The comic actor and impressionist, 88, best known for 1970s TV series The Stanley Baxter Picture Show, left his native Scotland in 1959.
He told Radio Times magazine that he believed his fellow compatriots would vote no to independence, saying: "They're canny, the Scots."
The former child star added: "Scots can deny it as much as they like, but I've seen a lot of anti-English sentiment expressed north of the border but never anti-Scots sentiments south of the border.
"They don't know any better. It's got to do with these dreadful films they've made, anti-English films and that wretched Australian (Mel Gibson) ... Braveheart - it's not even correct historically."
The Mr Majeika actor, who launched his career as a child actor on BBC Scotland and has recorded a re-imagining of Robert Burns's poem Tam O' Shanter for Radio 4, added: "I'm very happy in London. South of the border's been very good to me.

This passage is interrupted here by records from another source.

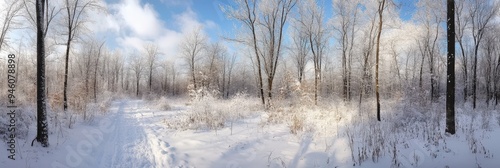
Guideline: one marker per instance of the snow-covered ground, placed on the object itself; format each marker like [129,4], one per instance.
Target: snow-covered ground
[135,133]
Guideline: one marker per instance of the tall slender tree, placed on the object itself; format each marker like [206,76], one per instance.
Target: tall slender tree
[42,134]
[11,11]
[481,13]
[381,7]
[75,19]
[450,77]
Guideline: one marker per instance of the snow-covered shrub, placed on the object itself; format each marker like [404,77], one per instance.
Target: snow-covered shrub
[24,117]
[162,104]
[211,113]
[297,124]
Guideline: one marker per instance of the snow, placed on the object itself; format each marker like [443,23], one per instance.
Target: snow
[134,134]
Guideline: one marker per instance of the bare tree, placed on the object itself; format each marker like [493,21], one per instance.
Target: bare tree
[274,17]
[246,12]
[96,67]
[450,79]
[137,66]
[461,22]
[381,7]
[300,51]
[367,52]
[346,17]
[11,10]
[152,53]
[431,19]
[269,18]
[313,26]
[75,19]
[42,135]
[481,13]
[191,49]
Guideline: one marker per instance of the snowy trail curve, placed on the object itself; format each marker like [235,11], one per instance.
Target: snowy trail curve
[131,143]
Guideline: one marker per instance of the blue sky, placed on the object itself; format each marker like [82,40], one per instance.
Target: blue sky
[209,10]
[133,23]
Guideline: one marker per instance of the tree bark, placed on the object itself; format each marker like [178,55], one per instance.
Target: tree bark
[450,80]
[42,135]
[380,14]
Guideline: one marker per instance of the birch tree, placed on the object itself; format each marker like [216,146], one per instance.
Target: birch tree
[481,13]
[42,134]
[191,48]
[345,22]
[152,53]
[313,26]
[75,17]
[268,18]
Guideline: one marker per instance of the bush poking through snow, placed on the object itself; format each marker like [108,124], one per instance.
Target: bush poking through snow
[297,125]
[213,114]
[162,104]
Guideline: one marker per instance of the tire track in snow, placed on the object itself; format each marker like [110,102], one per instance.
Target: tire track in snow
[128,144]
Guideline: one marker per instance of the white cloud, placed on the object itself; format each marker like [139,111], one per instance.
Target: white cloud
[141,19]
[133,24]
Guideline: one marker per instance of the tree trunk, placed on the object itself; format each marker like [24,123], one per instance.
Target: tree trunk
[450,80]
[42,135]
[380,14]
[65,87]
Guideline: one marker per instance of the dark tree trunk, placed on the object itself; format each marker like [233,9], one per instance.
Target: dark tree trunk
[42,135]
[380,14]
[65,87]
[450,80]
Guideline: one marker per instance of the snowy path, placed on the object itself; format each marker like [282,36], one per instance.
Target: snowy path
[131,142]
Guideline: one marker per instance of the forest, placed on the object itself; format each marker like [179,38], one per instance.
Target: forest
[345,82]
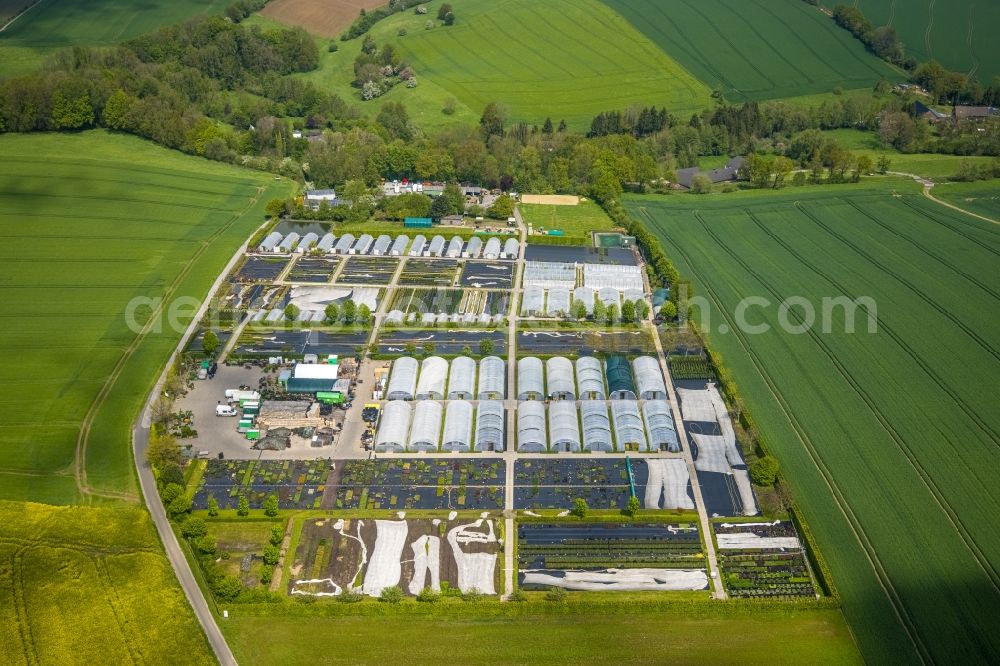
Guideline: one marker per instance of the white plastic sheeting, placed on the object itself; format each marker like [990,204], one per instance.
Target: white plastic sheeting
[457,427]
[492,379]
[589,378]
[462,379]
[531,436]
[403,379]
[559,379]
[393,426]
[660,426]
[433,373]
[489,426]
[648,378]
[530,384]
[596,426]
[628,425]
[425,433]
[564,426]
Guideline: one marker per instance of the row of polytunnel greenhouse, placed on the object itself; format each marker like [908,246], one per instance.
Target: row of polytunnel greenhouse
[435,379]
[386,245]
[558,378]
[431,426]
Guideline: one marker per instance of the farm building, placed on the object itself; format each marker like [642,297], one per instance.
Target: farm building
[344,244]
[530,379]
[473,248]
[511,248]
[457,427]
[436,247]
[399,245]
[381,245]
[363,244]
[455,247]
[425,433]
[660,426]
[628,425]
[589,378]
[564,426]
[325,243]
[619,373]
[307,242]
[289,242]
[433,373]
[417,246]
[531,436]
[649,379]
[393,426]
[489,426]
[559,379]
[462,379]
[270,243]
[492,379]
[492,249]
[403,380]
[596,426]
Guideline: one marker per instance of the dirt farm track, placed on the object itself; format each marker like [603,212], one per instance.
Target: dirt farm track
[327,18]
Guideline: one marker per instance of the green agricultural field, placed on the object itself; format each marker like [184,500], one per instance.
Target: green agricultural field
[889,439]
[90,585]
[564,59]
[960,34]
[90,222]
[757,49]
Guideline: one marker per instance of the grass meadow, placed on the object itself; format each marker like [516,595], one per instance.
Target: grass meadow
[757,49]
[888,440]
[90,222]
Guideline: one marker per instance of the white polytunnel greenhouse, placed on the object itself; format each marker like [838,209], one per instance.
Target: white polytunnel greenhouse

"I could never have achieved that success north of the border if I'd stuck there. It wouldn't have happened."
TV historian Simon Schama, who has previously spoken out against the break-up of the Union, reiterated his views in the magazine.
"If nation states are devolving into the Scots and the English, the Flemish and Walloons, that's an awful, surprising return to the most visceral, romantic ethnicity left over from the 19th century, and it's got to be a dangerous reaction against globalisation and the pulverisation of our distinctiveness, our identities," the broadcaster said.

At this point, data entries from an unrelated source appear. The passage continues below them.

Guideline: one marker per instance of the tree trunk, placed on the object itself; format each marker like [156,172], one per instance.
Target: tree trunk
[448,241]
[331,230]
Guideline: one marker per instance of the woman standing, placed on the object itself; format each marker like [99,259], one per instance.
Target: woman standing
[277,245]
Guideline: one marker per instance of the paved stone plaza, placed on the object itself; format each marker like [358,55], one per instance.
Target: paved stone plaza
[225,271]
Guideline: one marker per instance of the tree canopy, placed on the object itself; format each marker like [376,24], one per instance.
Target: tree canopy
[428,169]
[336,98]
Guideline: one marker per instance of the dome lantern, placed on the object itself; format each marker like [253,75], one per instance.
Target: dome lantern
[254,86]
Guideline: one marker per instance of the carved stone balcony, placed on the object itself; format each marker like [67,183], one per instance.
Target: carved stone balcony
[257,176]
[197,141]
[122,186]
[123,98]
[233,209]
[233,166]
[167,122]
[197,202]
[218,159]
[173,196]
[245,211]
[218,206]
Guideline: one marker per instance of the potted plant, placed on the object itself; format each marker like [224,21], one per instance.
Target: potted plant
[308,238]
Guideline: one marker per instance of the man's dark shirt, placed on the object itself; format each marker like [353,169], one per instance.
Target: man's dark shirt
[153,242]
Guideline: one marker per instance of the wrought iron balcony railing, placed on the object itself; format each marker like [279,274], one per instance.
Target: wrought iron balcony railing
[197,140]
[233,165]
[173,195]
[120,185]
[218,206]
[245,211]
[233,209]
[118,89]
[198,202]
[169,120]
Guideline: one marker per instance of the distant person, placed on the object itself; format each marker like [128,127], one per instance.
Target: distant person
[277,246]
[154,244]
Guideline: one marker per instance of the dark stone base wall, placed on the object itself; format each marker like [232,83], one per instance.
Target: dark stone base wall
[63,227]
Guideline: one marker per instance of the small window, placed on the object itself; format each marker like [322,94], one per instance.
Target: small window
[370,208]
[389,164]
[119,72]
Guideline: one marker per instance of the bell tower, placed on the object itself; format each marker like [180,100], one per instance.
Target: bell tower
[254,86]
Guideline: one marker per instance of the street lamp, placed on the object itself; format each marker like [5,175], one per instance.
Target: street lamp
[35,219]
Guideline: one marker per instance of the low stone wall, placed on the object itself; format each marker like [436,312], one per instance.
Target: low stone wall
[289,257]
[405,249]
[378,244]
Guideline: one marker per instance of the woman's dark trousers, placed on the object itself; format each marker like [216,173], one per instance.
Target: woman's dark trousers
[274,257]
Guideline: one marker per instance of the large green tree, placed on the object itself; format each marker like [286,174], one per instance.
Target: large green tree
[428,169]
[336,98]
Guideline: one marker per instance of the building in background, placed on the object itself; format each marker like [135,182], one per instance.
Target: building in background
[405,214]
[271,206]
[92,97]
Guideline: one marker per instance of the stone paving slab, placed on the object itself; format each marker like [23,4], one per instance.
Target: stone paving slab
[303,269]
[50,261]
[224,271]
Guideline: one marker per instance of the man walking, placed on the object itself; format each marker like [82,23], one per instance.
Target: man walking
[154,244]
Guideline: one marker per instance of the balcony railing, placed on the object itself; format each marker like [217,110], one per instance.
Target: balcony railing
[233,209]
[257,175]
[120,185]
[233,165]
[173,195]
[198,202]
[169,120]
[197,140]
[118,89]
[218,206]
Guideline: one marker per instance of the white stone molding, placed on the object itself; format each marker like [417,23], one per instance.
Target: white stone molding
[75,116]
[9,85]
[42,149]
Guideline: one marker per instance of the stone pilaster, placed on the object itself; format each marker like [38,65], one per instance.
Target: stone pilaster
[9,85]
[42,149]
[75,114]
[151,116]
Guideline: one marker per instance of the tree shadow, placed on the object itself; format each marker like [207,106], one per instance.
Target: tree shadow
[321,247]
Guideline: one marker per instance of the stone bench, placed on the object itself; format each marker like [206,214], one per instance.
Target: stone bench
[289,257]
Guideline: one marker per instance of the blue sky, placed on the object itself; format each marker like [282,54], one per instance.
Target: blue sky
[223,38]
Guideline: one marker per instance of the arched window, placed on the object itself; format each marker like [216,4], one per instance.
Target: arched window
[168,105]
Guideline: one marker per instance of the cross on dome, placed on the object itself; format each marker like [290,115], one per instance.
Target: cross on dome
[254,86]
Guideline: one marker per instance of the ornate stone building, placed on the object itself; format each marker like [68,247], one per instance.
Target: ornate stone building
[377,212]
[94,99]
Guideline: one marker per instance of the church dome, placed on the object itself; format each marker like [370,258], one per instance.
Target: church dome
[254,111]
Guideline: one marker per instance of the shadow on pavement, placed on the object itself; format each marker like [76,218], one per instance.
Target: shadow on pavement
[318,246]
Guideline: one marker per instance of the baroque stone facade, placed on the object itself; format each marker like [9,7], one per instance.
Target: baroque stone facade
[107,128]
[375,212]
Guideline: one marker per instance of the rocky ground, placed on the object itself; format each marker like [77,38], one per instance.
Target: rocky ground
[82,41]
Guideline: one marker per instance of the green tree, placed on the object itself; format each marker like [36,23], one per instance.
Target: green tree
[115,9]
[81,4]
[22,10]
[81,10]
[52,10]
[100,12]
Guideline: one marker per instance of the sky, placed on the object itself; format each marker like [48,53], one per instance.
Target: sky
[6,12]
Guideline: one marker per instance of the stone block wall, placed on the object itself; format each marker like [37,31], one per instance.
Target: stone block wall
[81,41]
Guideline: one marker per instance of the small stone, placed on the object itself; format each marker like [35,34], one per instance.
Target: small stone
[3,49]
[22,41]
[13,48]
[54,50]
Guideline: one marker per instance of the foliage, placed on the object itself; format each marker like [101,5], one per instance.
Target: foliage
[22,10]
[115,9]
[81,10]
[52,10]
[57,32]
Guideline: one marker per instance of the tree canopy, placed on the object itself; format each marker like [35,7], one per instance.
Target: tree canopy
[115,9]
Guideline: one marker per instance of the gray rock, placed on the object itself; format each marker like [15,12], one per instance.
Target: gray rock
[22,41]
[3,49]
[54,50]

He said the same forces behind calls for Scottish independence were "happening in dreadful places, causing ethnic and tribal wars, immense massacres".
The historian added: "The liberal chattering classes are so nervous, and shuffling around in coils of political correctness that they're badly equipped to cope with the monster of the revival of tribalism.
"They can deal, for instance, with a Fascist revival in Hungary, but find it hard to deal with it without self-consciousness when it happens in Africa."
He said Scottish independence was Britain's version of the drift towards the "horrible" break-up of the nation state around the world.
Schama, who recently enjoyed success with BBC2 documentary series The Story Of The Jews, said Britain was becoming a more religious place.
"My generation grew up thinking that religion was completely marginal to British life, which, as for the rest of the world, has been proved more and more wrong. We were arrogantly isolated from that, thinking religion was just an ornamental part of Britishness," he said.
"Now look at the success of the Alpha Evangelicals, how important Christianity has been to the community of West Indians, the huge place of Islam. Britain is becoming a more religious place, not less.
"Other than the death of the planet, the problem most taxing for us right now is how people of competing or alternative or opposed beliefs can share a living space. Knowledge gives tolerance a decent chance. If you flip the question, you can certainly say ignorance is the handmaiden of intolerance, stereotype and perverted cliches about 'the other'."